Um terceiro indício daquilo que no século XVIII se configurará como um modo de visão fotográfica do mundo foi o da representação da luz, ou mais exatamente, a iluminação dos objetos no quadro. Com Caravaggio se introduz a luz no quadro, destacando as figuras, acentuando as partes essenciais da composição. Georges de Latour, Rembrandt e Vermeer interpretaram de maneiras diferentes a incidência da luz sobre os objetos. A iluminação, nos temas da pintura, introduz uma nova dimensão à “cena-

objeto” em perspectiva: a dimensão do volume acentuado pelo “claro- escuro”.

Mas há, neste conjunto de coincidências históricas, um fator absolutamente impensado, paradoxal: o fato de que a perspectiva, o movimento e a iluminação naturalista nos quadros que precederam a fotografia, foram observados precisamente graças à fotografia, à reprodução, e às artes gráficas, que operaram a divulgação da arte. Foi com a fotografia que se evidenciaram as intuições fotográficas dos artistas na Arte do passado pré-fotográfico.

Mais além desta primeira objetividade, outorgada à fotografia, está a obsessão hiper-realista, que quer ser mais real que a realidade mesma: a objetiva “vê muito mais” que o olho humano. O microcosmo que palpita por baixo do visual cotidiano já pode ser descoberto por uma câmera – passando

ao estágio de signo-objeto ficcional, ao tempo que passa a ser um universo de sedução o será também de domínio.

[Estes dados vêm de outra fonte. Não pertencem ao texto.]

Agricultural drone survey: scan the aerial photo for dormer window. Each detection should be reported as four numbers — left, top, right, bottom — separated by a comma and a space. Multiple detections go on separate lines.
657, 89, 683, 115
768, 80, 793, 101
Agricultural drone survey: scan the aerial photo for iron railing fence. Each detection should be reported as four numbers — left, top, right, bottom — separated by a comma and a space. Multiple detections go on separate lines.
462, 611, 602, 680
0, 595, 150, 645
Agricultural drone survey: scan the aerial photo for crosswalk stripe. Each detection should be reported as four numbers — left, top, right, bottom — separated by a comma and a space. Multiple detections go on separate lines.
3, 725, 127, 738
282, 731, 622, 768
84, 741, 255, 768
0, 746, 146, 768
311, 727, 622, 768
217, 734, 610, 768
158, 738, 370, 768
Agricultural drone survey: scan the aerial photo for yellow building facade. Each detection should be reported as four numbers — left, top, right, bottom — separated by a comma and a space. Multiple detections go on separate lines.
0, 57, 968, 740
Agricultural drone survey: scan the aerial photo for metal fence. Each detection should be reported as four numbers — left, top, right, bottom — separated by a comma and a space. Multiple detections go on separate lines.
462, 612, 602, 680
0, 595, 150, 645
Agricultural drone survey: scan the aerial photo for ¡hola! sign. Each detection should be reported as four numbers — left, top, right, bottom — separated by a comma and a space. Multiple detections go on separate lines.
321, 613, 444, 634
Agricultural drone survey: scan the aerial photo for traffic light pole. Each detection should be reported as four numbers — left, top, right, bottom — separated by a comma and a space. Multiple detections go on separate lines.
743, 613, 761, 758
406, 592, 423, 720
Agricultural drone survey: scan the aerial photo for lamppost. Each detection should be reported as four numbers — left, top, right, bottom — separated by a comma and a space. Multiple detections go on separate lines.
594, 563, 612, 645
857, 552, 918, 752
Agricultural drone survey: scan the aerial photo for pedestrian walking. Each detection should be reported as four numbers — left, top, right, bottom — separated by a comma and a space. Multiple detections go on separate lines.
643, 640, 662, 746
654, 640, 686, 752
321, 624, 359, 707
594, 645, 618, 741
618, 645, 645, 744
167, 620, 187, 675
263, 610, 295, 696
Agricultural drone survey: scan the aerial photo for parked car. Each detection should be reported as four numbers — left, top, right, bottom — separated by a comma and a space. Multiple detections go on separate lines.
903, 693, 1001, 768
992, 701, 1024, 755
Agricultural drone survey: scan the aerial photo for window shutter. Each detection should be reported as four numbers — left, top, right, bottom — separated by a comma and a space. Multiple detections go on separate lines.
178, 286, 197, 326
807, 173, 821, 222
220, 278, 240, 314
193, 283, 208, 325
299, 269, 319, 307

A objetividade, ‘espelhismo’ da fotografia; a obsessão descritiva para mostrar além do visto, em seus detalhes e em sua estrutura íntima são os paradigmas desta nova dimensão do micro-hiper-realismo ótico : a acuidade visual se converte em uma coisificação da natureza pela imagem e que pouco ou nada tem em comum com a experiência visual direta da realidade. Tampouco com o imaginário porque está obcecada pelo seu contrário: o real externo, o mundo artificial, a hiper-realidade, configurada nos avatares da imagem, suas instâncias de representação, cujo evoluir se dará conta, a partir da invenção da fotografia, sob a égide de um pensamento fotológico, em formação, como se verá na continuidade do próximo Capítulo.